The Christmas narrative is actually the creation story told
and retold. Some 14 billion years ago beginning with the Big Bang, God,
who is Love, incarnates the universe. Then 2,000 years ago, God incarnates as
Jesus of Nazareth. So matter and spirit have always been one – God’s ruach,
God’s spirit breathing, causing creation to come to live, pregnant with the
divine energy. God’s first act of creation. The birth of Jesus tells the story
of creation over again… only this time with greater emphasis. It’s the story of
creation and re-creation not just in words, but in a Person.
And It is crucial that we understand the importance of
incarnation. Because, in short, it affirms the most profound truth - God is not
out there! The belief that God is ‘out there’ is the basic dualism. In
contrast, the incarnation affirms that creation is good, to be human is good!
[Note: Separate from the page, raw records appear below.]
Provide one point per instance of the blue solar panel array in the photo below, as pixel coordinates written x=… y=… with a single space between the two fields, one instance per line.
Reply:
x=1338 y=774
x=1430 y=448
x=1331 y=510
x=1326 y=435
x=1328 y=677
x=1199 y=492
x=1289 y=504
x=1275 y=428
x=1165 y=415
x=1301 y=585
The material and the physical can be trusted and enjoyed. This world is the
hiding place of God and the revelation of God!
And so the message of Christmas is one of joy and of
hope: Christmas is at its core a celebration not of us finding God, but of
God finding us.
Most great religious traditions speak to our human yearning
for God, for the divine. They speak to that truth expressed so well by St Augustine,
the c.4 North African bishop of Hippo: ‘God has made us for himself; and our
hearts are restless until they find their rest in thee’. Religious and
spiritual traditions throughout the world all provide ways intended to lead
people to God; paths to the divine that people may follow. Christianity – in
its best expressions – speaks favourably about such diverse paths that people
from various faith traditions may pursue in their life’s journey.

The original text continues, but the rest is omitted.